The structural comparison of VIM-1, VIM-2, and VIM-4 has revealed some interesting features. First, VIM-4 and VIM-2 possess an arginine at position 228 in loop L3 positioned in the active-site channel. At this position, VIM-1 has a serine with a small and noncharged lateral chain. This sole feature is responsible for the important differences between the individual kinetic parameters of these enzymes, with the K_m values of VIM-4 usually being lower than those of VIM-1. Biapenem, a bulky substrate with a charged lateral chain on C-2, cannot be strongly distorted, and this can impair its proper positioning in the active site of VIM-4 due to the bulk and the positive charge of the Arg228. This can explain the different K_m values of VIM-4 and VIM-1 for biapenem.
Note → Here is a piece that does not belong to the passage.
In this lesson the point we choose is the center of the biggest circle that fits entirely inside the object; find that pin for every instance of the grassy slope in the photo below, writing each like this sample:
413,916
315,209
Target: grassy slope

For VIM-1 and VIM-4, Lys224, a catalytically important residue, is replaced by His224. In IMP-1 (31) and CphA (3), the side chain of Lys224 binds to the carboxylate moiety on C-4 or C-3 of the substrate. The side chain of the histidine residue is much shorter than that of Lys, preventing its interaction with this carboxylate. As already proposed for VIM-2 (17), Arg228 of VIM-4, with its long side chain, may replace Lys224 and interact with the carboxylate of β-lactams. Mutations between VIM-4 and VIM-2 are in the C-terminal part of the protein and are mainly exposed to the solvent on the protein surface. Only the V223I and H224Y substitutions occur close to the active site, and both belong to loop 2. In the inhibition of VIM-2 by the rac-2-omega-phenylpropyl-3-mercaptopropionic acid (phenylC3SH) complex, loop 2 undergoes important changes (44). Those two mutations (His and Val), which have shorter side chains than Lys and Ile, may impair the interaction between loop 2 and the substrate; thus, they may change the affinity for some substrates. Another difference between VIM-2 and VIM-4 is the flapping loop, which seems to be more closed in the latter, which would decrease the accessibility to the active site for bulky antibiotics, as for biapenem, and have an impact on catalysis.

In conclusion, this study revealed a Zn²⁺ and pH dependence of the VIM-4 enzyme, in agreement with observations made on other subclass B1 MBLs. Our data highlight the need to define the experimental conditions used to study MBLs. Finally, we have proved the structural role of Zn²⁺ on the enzyme VIM-4, and our data suppose that VIM-4 cannot exist as an apoenzyme in vivo, as the deletion of Zn²⁺ is fatal to the protein.